Сейчас город так велик, что улицы, протянувшиеся от взлобков холмов у реки извилистой линией, добежали до станции железной дороги, с маху перевалили через пути и пошли себе дальше вытягиваться и вытягиваться. Домам не хватало места, людям — жилья. И вот уже по другую сторону железнодорожного полотна вырос целый город, и вокзал теперь оказался чуть не в центре, как ни далек был он от старого города.

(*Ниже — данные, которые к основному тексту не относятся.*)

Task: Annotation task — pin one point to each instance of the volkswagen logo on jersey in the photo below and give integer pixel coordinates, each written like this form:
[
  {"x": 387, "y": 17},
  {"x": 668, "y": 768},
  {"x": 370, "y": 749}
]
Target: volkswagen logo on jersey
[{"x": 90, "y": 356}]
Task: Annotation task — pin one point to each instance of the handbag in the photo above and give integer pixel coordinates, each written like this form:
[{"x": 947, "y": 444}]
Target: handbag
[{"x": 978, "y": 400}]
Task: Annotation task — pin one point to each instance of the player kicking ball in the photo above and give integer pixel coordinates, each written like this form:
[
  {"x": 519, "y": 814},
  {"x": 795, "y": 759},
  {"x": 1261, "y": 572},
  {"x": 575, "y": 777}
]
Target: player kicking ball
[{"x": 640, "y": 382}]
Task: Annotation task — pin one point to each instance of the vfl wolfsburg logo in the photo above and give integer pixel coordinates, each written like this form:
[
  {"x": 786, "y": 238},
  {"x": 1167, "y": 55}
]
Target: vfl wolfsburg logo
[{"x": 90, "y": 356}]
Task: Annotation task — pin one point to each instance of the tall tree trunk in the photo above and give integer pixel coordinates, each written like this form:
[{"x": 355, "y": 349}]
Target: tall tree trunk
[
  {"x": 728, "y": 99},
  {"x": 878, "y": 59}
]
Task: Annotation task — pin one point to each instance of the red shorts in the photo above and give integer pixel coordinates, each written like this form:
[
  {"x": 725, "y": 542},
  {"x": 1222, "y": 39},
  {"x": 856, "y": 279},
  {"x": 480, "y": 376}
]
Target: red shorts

Трубы заводов виднелись теперь тут и там. Арсенал был уже не одиноким представителем промышленности — неподалеку от него вырос нефтеперерабатывающий завод, а там авторемонтный, потом судоремонтный. И в городском Совете решили, что новые заводы надо строить подальше от городской черты, так как дымная гарь все плотнее стала застилать чистый воздух над городом и в безветренные дни оседать на жилые кварталы, а это было очень нехорошо для здоровья. Портфели теперь терялись среди рабочих сумок. И, стараясь вернуть городу былую славу солнечного, на улицах все высаживали и высаживали деревья, и как ни съедали их беспощадно козы и как ни обдирали их мальчишки, веселая зелень тополей пронизала весь город, от улицы к улице, от площади к площади — теперь их было уже три! — и оделись улицы в асфальт, и весенние ливни уже не размывали больше желтую глину, на которой стоял город, и приезжие, командировочные или транзитные, уже стали называть город чистеньким. Видимо, для городов это такая же высокая похвала, как и для маленьких детей… А про три горы и две дыры стали забывать даже и старожилы, с тех пор как снесли в середине города деревянную пожарную каланчу, а на ее месте вырос большой светлый домина, в котором разместилось управление железной дороги. Впрочем, и старожилов из-за естественной убыли стало куда меньше, и старожилом называли теперь каждого, кто хоть немного застал город в его прежнем виде.